ARRL’s 500 kHz Experiment Shows Small Growth
In the quarterly report for the ARRL’s 500 kHz Experimental Station for the period ending May 2010 (see link to PDF below), Experiment Coordinator Fritz Raab, W1FR, reported that since the experiment began in late 2006, 20 of the 32 participating stations are currently active. The FCC’s Office of Engineering and Technology granted the WD2XSH experimental license to the ARRL in September of that year. “Our present license grant expires on August 1,” Raab said. “We are planning to do an ‘as-is’ renewal this month.”
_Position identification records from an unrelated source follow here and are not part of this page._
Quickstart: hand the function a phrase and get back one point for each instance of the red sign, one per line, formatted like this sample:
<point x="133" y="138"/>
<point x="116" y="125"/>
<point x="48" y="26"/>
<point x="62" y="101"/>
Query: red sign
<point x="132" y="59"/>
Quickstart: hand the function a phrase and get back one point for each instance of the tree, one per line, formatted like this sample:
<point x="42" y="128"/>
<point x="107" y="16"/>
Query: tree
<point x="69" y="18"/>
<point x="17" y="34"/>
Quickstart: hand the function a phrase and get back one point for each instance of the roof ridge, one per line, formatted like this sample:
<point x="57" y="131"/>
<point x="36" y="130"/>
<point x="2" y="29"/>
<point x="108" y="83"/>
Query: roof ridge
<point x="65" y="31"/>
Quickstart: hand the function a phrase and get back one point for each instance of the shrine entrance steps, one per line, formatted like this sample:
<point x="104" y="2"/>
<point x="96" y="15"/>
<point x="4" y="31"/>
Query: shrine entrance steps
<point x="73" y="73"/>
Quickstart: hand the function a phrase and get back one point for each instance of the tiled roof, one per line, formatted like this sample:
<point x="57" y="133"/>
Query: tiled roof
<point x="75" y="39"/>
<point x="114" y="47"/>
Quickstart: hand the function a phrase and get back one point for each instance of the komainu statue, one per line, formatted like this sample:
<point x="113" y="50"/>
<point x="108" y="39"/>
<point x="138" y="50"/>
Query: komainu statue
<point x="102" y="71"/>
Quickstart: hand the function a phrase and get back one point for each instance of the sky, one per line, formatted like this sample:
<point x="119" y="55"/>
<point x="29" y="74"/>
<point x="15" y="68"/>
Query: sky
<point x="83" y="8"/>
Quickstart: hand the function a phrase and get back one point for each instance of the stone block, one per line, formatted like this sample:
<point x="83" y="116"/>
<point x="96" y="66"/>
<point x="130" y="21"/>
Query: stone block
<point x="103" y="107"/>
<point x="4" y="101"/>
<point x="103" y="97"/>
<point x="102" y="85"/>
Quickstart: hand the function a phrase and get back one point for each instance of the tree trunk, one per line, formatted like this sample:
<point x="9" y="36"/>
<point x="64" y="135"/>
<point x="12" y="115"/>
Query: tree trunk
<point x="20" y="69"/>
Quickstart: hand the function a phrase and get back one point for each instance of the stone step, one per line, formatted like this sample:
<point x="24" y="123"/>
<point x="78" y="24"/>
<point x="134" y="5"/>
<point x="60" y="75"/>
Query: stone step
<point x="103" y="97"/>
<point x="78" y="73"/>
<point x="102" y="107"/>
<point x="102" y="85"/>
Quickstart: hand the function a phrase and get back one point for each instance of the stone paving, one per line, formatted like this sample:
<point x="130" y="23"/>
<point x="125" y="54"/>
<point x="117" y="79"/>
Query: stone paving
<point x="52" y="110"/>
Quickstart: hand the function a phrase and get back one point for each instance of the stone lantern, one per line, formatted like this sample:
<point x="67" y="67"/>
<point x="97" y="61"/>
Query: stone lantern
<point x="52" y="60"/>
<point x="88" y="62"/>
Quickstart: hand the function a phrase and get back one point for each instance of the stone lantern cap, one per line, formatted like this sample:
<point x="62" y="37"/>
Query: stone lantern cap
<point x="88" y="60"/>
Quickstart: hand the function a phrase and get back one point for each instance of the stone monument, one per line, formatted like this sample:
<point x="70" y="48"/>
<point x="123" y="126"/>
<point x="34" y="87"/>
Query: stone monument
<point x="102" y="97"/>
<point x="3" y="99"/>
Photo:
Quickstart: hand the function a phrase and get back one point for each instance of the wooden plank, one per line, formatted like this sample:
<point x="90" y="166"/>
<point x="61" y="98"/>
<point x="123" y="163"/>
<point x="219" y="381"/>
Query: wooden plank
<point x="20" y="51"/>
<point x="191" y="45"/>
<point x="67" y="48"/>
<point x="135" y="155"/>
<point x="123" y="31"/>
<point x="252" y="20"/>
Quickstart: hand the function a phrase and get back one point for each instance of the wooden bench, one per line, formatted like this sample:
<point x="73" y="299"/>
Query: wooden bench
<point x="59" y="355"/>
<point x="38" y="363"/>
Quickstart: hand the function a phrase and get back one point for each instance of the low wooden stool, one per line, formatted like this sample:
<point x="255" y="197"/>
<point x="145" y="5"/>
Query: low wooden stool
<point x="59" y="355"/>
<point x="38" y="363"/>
Raab said that during the quarter, one additional QSO was made, bringing the total number of WD2XSH contacts to 405. The WD2XSH Web site has received 511 reports since the end of February, bringing the total number of reports to 11,234 since the beginning of the issuance of the experimental license. Raab said more than 60,000 hours of activity has been logged on the Web site since September 2006. Stations do not have to be members of the experimental team to post reception reports.
“As usual, the decrease in night time hours, coupled with the increase in static, meant the spring results showed reduced operations,” Raab explained. “Nonetheless, a number of stations have remained active. A good deal of recent activity has been WSPR transmissions. We will be conducting several ground-wave tests during the summer months. The most extensive is being coordinated by Ralph Wallio, W0RPK, and involves several Midwest stations and several other clusters who produced useful results in the 2008 tests. A number of the new stations are continuing to ready their stations.”
According to Raab, several WD2XSH stations are subject to a “QRT Order” for not being current in submitting their logs. “These stations are required to remain QRT until they have rectified the situation,” Raab told the ARRL. “Generally, these stations have an equipment problem or some other problem that keeps them from operating. Two stations moved from the location specified on our original license, but are now authorized to operate at their new locations.”
On the international front, Raab said that German amateur Horst Stöcker, DO1KHS, has been issued experimental license DI2AN. The Radioclub YO2KAB Beacons in Romania, using call sign YO2X, is reported to be operating a beacon on 505.110; this is the second Romanian station to operate on 500 kHz. The Fort Pearch Rock special event station, GB4FPR, operated on 502 kHz from Fort Perch Rock to celebrate Marconi Day in April.
Raab said that the International Maritime Organization (IMO) continues to oppose an amateur allocation on 600 meters. The IMO’s subcommittee on Radiocommunications and Search and Rescue (COMSAR) noted in its March meeting that “a secondary allocation [in the 415-526.5 kHz band] for the Amateur Service would increase the probability of harmful interference.”